Hi.
I've noticed that parsing XML that contains many entity references
may cause CXML to eat up all available heap space and crash. This can
be easily reproduced:
(cxml:parse-rod (format nil "<xml>~{~a~}</xml>" (loop repeat 4000
collect "<p>zz")) (cxml-dom:make-dom-builder))
(tested on SBCL / Linux)
Looking at the code, I've noticed that xml/xml-parse.lisp relies on
the tail recursion a lot (though always having proper tail recursion
is frankly speaking somewhat dubious expectation when working with
Common Lisp). What's worse, P/CONTENT function is non-tail-recursive
when an entity reference is encountered, and this is exactly the cause
of aforementioned crash. I've attached the patch which helped me solve
the problem (it's made against cxml-2007-08-05). I've just noticed
that recurse-on-entity returns NIL most of time and used that fact to
cut off most of recursion.
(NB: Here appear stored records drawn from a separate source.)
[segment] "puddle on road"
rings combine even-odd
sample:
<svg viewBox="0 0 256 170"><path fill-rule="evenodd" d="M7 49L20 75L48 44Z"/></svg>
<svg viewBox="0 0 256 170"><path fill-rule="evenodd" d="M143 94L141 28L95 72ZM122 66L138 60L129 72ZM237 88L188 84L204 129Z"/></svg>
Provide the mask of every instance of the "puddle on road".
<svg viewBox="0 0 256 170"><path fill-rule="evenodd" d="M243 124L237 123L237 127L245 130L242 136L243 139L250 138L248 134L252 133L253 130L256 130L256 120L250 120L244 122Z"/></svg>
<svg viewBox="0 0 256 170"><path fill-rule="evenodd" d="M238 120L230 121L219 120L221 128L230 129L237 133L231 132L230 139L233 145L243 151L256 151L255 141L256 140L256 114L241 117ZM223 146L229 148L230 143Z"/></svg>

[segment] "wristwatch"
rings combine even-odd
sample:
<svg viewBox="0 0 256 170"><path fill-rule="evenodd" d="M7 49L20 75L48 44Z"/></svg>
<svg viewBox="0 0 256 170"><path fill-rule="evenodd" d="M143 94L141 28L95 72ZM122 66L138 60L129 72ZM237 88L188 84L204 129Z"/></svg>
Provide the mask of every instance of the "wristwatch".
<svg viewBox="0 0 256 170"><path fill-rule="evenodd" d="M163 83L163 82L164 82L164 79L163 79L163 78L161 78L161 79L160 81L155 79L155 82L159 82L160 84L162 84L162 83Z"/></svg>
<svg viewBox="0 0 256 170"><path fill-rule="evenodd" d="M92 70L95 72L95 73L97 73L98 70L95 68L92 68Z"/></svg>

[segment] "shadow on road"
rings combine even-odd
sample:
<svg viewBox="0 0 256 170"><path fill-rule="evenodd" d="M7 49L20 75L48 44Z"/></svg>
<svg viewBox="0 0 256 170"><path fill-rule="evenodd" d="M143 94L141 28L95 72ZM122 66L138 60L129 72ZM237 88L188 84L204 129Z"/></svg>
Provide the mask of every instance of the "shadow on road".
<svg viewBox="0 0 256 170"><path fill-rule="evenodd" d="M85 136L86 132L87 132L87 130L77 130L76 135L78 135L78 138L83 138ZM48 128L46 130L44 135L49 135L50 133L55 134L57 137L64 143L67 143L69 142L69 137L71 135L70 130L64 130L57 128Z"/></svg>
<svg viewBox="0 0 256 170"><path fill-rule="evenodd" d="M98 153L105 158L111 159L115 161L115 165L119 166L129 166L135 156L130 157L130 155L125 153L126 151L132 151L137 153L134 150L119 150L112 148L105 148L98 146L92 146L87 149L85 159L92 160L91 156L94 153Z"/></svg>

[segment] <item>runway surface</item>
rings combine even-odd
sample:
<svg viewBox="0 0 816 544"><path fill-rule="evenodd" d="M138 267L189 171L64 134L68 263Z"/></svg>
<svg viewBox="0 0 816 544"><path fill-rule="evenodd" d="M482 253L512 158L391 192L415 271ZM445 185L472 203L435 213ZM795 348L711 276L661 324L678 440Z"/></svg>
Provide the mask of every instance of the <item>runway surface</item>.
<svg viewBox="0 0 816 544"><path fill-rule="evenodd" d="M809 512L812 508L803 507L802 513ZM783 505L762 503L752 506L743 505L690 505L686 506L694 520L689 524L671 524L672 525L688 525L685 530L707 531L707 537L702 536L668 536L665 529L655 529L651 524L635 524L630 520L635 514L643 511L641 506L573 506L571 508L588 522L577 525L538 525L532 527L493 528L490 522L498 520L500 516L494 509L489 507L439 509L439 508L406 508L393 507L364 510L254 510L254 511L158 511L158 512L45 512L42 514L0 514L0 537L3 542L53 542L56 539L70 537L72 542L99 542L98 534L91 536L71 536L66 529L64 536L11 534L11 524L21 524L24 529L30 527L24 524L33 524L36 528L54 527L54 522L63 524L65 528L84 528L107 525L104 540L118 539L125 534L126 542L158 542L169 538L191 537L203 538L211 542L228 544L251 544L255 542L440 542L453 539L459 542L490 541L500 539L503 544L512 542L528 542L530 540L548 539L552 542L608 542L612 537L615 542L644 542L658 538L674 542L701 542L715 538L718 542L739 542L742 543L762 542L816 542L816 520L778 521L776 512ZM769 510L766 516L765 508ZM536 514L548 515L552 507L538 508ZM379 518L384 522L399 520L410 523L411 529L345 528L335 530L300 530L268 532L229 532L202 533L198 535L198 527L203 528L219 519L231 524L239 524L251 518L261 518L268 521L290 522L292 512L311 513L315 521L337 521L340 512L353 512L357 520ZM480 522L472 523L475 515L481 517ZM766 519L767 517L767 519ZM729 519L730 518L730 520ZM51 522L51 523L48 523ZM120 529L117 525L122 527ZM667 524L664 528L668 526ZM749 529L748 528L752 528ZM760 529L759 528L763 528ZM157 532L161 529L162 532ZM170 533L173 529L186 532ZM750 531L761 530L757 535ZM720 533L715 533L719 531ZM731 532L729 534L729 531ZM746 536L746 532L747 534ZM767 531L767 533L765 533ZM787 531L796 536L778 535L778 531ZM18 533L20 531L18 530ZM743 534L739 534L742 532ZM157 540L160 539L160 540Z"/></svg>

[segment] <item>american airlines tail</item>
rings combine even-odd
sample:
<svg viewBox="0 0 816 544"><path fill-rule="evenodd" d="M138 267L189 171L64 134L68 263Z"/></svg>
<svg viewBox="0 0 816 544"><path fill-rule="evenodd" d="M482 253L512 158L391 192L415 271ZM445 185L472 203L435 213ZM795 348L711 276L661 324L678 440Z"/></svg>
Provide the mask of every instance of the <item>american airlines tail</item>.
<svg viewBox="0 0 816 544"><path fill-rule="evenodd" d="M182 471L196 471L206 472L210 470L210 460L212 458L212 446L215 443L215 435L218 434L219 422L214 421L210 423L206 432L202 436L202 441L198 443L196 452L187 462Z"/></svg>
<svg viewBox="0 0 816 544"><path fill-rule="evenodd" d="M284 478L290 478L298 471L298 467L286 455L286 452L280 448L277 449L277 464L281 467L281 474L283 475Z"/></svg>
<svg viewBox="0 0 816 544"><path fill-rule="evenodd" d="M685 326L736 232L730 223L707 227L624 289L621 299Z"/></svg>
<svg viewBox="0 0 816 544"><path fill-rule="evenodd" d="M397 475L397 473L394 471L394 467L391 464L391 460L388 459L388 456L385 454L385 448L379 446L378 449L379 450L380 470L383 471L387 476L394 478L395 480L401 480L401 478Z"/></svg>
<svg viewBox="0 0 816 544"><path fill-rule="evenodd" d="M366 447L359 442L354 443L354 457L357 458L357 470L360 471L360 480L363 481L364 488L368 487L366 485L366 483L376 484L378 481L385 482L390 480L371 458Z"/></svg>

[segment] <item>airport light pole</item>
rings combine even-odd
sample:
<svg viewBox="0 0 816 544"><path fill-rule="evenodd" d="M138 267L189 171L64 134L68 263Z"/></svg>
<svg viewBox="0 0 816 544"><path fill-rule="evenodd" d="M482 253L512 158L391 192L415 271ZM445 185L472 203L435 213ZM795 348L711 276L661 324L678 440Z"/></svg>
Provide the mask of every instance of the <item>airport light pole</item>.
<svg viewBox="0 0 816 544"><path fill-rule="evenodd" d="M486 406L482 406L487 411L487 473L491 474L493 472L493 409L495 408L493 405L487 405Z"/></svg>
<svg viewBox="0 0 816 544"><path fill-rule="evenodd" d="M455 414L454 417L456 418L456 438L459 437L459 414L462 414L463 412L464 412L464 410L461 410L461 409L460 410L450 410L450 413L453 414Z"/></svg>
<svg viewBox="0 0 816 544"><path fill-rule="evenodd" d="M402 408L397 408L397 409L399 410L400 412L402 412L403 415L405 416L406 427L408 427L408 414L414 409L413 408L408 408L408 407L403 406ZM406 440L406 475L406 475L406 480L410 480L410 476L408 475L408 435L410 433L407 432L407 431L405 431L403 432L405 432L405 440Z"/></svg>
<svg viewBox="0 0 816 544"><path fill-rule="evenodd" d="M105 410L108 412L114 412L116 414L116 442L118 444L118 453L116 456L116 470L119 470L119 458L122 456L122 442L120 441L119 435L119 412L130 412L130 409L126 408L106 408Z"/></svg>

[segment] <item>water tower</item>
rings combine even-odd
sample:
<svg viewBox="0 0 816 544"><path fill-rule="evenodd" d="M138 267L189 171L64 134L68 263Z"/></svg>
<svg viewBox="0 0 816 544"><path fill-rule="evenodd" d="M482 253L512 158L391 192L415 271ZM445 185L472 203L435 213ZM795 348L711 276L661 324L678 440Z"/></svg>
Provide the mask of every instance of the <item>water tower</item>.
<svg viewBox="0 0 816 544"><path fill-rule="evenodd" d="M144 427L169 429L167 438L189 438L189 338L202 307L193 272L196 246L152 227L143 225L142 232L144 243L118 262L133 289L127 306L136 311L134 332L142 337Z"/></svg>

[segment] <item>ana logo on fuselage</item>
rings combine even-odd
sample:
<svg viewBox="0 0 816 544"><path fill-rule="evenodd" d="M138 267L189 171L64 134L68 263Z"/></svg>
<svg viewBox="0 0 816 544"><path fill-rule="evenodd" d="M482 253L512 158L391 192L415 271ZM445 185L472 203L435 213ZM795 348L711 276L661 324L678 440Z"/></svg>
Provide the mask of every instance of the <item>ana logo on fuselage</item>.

As of now my brain is somewhat foggy due to
continuing coding race, so I didn't learn what recurse-on-entity
actually does and how often can it return a non-NIL value. Overall I
don't think this is a proper solution, most likely xml-parse.lisp
needs some serious rework to make it more reliable. But I think at
least this hack will help in most cases.
Ivan